A Story of Race and Inheritance
Review posted October 12, 2008.
Crown Publishers, New York, 2004. First published in 1995. 442 pages.
My Auntie Sue wanted me to read this book so much, she sent me a copy. Thank you, Auntie Sue!
And I admit, it was down low in my pile of books to read for quite awhile. Once I did finally open it up and look inside, I was quickly hooked. Whatever else you might say about Barack Obama, he does have a way with words.
This book was written before Senator Obama started his political career, so it's not a story about politics. Instead, it's a story of growing up as someone who felt like an outsider. He was naturally forced to think deeply about questions of race and questions of belonging.
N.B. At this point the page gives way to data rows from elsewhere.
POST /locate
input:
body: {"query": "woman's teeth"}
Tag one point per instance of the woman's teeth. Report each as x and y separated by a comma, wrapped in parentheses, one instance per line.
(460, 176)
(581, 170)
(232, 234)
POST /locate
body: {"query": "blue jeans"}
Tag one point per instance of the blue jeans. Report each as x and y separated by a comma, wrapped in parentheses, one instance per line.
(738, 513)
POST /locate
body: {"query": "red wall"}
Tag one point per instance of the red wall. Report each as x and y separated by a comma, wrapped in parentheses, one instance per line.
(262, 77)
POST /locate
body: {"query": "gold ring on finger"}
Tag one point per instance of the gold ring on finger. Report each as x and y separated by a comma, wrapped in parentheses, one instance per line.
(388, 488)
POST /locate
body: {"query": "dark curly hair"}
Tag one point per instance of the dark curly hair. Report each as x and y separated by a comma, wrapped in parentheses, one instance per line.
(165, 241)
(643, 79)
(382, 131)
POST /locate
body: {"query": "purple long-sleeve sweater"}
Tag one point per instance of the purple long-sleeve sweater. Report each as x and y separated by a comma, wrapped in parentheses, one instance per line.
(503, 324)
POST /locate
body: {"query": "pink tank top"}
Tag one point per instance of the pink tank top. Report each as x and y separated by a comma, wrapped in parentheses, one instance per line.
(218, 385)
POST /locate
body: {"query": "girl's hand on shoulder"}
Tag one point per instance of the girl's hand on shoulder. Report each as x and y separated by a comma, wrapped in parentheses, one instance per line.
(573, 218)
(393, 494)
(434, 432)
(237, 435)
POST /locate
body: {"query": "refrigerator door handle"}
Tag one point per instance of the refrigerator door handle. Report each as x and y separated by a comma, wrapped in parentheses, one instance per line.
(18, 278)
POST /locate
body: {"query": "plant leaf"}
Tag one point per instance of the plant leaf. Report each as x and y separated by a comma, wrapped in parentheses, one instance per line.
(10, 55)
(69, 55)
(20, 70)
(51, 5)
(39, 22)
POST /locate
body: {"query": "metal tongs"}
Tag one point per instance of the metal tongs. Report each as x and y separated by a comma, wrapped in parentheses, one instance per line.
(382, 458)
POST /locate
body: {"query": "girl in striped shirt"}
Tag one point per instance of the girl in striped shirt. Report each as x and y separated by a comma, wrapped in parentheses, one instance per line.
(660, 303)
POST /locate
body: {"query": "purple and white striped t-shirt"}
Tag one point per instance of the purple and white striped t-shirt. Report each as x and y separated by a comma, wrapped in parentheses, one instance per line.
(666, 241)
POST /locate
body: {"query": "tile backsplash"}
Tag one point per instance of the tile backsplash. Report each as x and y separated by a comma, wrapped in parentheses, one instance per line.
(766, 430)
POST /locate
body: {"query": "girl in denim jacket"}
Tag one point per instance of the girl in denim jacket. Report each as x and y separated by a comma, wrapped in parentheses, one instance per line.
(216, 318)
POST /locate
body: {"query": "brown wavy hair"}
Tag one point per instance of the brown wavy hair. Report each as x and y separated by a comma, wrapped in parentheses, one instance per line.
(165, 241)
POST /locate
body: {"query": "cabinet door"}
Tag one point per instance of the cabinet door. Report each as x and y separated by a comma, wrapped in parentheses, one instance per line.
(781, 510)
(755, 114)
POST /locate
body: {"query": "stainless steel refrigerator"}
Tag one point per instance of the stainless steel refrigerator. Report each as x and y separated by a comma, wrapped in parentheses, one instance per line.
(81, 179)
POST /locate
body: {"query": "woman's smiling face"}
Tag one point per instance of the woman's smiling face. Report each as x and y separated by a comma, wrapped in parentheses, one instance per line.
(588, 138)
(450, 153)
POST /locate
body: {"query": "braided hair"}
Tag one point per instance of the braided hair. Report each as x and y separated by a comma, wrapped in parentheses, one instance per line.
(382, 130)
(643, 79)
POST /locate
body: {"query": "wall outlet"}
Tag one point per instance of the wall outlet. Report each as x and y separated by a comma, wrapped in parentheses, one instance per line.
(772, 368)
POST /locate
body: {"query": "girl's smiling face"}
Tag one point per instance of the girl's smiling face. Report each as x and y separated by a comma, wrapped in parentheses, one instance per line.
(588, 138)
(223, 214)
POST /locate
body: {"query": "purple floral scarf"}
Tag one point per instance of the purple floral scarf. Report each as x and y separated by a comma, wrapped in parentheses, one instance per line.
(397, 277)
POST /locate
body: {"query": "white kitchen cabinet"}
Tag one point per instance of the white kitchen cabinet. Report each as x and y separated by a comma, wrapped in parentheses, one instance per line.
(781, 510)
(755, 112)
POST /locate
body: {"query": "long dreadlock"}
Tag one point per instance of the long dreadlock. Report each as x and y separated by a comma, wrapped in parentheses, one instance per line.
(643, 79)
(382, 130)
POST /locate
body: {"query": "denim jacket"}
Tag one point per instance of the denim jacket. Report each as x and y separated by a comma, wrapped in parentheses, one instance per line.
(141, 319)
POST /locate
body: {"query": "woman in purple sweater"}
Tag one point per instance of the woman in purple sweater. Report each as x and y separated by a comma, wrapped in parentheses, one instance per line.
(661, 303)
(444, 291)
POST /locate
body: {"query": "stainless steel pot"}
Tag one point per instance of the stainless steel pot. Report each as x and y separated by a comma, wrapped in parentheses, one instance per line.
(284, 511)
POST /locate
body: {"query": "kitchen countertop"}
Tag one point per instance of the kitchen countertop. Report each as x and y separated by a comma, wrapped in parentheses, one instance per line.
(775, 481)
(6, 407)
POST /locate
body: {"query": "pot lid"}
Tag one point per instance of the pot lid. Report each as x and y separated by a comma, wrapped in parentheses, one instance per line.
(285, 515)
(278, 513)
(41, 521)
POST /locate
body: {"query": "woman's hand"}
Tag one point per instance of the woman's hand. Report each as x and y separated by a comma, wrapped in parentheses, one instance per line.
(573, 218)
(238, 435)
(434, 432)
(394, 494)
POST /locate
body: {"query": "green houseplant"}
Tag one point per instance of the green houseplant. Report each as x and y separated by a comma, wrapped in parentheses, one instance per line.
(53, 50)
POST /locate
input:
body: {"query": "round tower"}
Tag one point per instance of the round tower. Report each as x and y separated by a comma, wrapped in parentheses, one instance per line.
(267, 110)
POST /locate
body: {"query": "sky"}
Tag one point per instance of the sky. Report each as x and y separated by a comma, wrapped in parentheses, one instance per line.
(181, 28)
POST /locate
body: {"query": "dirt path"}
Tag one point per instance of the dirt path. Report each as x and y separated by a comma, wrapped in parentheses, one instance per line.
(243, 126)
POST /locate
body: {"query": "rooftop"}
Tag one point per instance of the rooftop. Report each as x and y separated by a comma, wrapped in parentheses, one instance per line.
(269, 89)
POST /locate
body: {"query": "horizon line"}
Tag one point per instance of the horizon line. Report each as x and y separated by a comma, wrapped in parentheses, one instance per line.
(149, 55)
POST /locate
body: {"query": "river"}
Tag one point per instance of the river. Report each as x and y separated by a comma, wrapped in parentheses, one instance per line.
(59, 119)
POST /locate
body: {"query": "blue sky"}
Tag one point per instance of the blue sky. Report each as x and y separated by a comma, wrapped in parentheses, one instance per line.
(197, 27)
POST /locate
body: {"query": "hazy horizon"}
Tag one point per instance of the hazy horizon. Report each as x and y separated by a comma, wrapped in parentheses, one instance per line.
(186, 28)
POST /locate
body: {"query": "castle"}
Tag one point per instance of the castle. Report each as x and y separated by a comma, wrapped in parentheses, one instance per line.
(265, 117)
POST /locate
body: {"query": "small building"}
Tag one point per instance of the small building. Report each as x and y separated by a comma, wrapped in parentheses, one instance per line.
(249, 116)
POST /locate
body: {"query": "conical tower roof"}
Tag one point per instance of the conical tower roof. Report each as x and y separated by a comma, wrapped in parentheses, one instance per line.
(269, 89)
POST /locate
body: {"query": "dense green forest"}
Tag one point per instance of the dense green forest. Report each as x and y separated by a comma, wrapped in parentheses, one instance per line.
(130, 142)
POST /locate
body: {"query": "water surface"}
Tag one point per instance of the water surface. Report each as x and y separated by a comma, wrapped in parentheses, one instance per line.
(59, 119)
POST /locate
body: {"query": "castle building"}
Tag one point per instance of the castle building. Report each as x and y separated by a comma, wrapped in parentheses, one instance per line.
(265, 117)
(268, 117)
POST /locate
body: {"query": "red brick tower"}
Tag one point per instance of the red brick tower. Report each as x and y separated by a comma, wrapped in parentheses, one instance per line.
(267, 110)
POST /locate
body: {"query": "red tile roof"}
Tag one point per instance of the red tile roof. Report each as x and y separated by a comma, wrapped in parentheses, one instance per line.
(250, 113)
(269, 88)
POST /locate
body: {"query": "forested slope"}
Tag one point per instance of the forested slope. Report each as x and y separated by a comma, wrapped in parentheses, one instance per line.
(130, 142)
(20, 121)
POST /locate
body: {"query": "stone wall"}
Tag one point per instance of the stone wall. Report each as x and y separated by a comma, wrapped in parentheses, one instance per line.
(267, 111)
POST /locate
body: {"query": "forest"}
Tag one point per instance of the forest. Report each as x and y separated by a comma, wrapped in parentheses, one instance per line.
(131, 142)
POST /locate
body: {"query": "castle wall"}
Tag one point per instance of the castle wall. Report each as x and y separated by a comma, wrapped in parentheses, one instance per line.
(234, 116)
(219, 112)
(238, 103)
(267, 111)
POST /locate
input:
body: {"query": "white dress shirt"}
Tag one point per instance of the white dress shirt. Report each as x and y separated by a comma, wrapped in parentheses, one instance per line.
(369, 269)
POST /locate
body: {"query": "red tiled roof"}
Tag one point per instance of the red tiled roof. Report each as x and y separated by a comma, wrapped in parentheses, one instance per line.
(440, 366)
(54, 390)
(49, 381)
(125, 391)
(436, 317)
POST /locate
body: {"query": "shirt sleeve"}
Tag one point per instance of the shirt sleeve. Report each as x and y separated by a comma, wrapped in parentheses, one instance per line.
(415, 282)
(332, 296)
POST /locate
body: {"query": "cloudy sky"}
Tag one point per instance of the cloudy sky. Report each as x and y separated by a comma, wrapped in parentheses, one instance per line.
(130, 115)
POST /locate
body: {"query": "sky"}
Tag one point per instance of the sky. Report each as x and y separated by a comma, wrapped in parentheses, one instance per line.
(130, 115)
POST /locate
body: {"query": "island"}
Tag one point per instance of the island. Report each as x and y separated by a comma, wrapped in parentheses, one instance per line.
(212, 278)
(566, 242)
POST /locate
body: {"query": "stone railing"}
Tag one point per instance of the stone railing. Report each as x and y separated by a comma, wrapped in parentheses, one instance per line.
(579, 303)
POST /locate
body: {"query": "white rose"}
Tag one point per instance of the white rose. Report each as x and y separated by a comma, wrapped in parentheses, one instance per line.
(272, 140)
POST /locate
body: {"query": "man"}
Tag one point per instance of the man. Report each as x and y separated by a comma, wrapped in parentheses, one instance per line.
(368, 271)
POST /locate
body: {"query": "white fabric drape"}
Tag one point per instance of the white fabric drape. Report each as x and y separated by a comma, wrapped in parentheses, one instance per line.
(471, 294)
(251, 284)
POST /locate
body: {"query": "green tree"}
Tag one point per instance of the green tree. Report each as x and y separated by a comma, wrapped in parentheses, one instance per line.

Barack Obama was brought up by his white mother and her parents, in Hawaii. His father was an international student from Kenya. The father went to study at Harvard, but didn't have the money to bring his family with him, and ended up going back to Kenya on his own.
Later, Barack's mother married an Indonesian, so he grew up in Hawaii and Indonesia, and went to college in California.
This book covers those growing up years, his years working as a community organizer in Chicago, and then a trip to Kenya where he met family members on his father's side and learned about the father he only met when he was ten years old.
As a child growing up in a white family with brothers and sisters from Africa, as an American who spent several formative years living in Indonesia, Barack Obama is in a unique position to reflect on race in America, on community and belonging, as well as on attitudes about poverty that have similarities worldwide.
This is fascinating and thought-provoking reading. Now I will try to get my hands on his later book, The Audacity of Hope.